St. Jude expects 2011 earnings excluding one-time items of $3.26 a share to $3.28 a share, compared with an earlier target of $3.25 to $3.30, the St. Paul, Minnesota-based company said in a statement. Third-quarter net income rose 8.7 percent on products to treat pain and cardiovascular disease, while sales of pacemakers and defibrillators gained 2 percent even as the market contracted.
St. Jude’s forecast brackets the analyst consensus of $3.27 a share and suggests 8 percent to 9 percent annual growth, said Michael Weinstein, an analyst at JPMorgan Chase & Co., in a note to clients today. The company is still waiting for U.S. regulatory approval of its quadripolar cardiac-resynchronization therapy lead, known as Quadra, which management has said it expected early in the fourth quarter.
While the forecast “implies a lower fourth-quarter earnings per share number than the Street had previously been modeling, $0.83 to $0.85 versus $0.86, we expect this to be seen as acceptable to investors in light of what’s played out in the ICD market in 2011 and the ongoing delay to Quadra,” Weinstein wrote. The market for implantable cardioverter defibrillators, or ICDs, plunged in the past year amid a U.S. Justice Department investigation and questions of overuse.
Net income climbed to $226.5 million, or 69 cents a share, in the third quarter, from $208.4 million, or 63 cents, a year earlier. Earnings excluding some items were 78 cents, exceeding the average estimate of 76 cents in a Bloomberg survey of 25 analysts.
St.
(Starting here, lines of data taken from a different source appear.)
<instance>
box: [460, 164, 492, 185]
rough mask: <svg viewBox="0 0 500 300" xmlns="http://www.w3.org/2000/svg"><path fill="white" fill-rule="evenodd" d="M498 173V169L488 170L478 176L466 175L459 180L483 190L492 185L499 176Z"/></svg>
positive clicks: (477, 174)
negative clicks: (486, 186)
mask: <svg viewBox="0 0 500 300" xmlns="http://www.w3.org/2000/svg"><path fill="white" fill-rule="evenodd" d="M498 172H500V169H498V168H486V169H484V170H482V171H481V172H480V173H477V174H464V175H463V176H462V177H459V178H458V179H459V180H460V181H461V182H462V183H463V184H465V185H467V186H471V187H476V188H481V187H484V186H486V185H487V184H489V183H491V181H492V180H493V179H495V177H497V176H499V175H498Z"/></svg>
Jude gained 4.3 percent to $38.95 at the close in New York. The stock has fallen 2 percent in the past 12 months.
Third-quarter revenue rose 12 percent to $1.38 billion, meeting analysts’ estimates. Worldwide sales of defibrillators used to shock a stopped heart back into a normal rhythm gained 1 percent to $445 million.
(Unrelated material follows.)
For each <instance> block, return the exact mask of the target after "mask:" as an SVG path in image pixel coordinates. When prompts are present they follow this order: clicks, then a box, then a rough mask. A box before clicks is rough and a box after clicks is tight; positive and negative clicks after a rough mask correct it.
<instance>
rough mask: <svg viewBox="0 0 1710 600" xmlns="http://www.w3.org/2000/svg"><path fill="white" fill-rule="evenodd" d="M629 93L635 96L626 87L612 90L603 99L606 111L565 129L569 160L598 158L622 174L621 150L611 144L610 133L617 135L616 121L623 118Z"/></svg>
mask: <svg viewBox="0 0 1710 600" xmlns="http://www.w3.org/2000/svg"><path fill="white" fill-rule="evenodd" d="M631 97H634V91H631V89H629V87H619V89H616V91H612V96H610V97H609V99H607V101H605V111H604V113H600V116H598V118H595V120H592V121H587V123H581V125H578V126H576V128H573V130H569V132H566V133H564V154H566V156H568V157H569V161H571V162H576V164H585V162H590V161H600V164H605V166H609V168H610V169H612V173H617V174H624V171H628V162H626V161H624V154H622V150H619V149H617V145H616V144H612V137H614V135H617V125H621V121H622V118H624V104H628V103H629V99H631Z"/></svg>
The company’s Quadra lead transmits an electrical current to four different locations, instead of the traditional two. The technology is designed to give doctors more options for delivering treatment without a second operation to reposition the wire, allowing them to bypass areas compromised by scar tissue or that may trigger unwanted side effects.
“St. Jude reported results that modestly beat consensus, but lowered its full year guidance due to currency movements and the delayed FDA approval of Unify Quadra/Quartet,” wrote Michael Matson, a senior analyst at Mizuho Securities USA Inc. in New York, in a note to investors. “Despite investor fears, St. Jude’s results and management commentary indicate a stable cardiac rhythm management market in the third-quarter 2011, which we view as a positive for its peers.”
Rivals Boston Scientific Corp., based in Natick, Massachusetts, reports third-quarter earnings tomorrow, while Medtronic Inc., based in Minneapolis, will report Nov. 23.